In a nation hard-hit by the economic crisis though, the issues of most concern for the average citizen are unemployment, which stood at 15.5 percent last quarter, and rising prices, particularly those for food.
Reform has seen its support slip from its 43 percent high in November to just 28 percent last month, according to surveys by TNS Emor.
Meanwhile the opposition Centre Party is polling at a close second with 25 percent, despite involvement by the party's chairman, Tallinn Mayor Edgar Savisaar, in scandal in which he secretly sought party funding from Russian Railways President Vladimir Yakunin, who has close ties to the Kremlin.
Reform's coalition partner IRL remains in third position in the polls with 21 percent support, while the Social Democrats come in fourth at 16 percent.

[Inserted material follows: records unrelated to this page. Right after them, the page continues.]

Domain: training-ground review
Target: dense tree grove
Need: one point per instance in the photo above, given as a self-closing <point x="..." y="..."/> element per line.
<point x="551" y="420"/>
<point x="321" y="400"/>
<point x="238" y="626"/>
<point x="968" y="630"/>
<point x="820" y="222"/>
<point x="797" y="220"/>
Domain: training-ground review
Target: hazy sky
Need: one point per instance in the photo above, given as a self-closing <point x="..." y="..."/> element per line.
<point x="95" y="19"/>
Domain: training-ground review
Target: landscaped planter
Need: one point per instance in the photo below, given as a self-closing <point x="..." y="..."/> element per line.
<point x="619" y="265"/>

For a large portion of Estonians, election day is already past. More than 27 percent of eligible voters cast their ballots in an early voting period, most of them via the nation's internet voting system which the tech-savvy nation first pioneered in 2005.
Results of the early voting will be released just after Estonia's 625 polling stations close, at 20:00 local time (GMT +2).
At around the same time, officials will also announce the preliminary results from the nation's 12 voting districts. The election's final tally is expected at approximately 23:00 local time.
In these elections 789 candidates, about 200 fewer than in 2007, are running for 101 seats in Parliament. Of those, 32 are running as independents, against eight in 2007.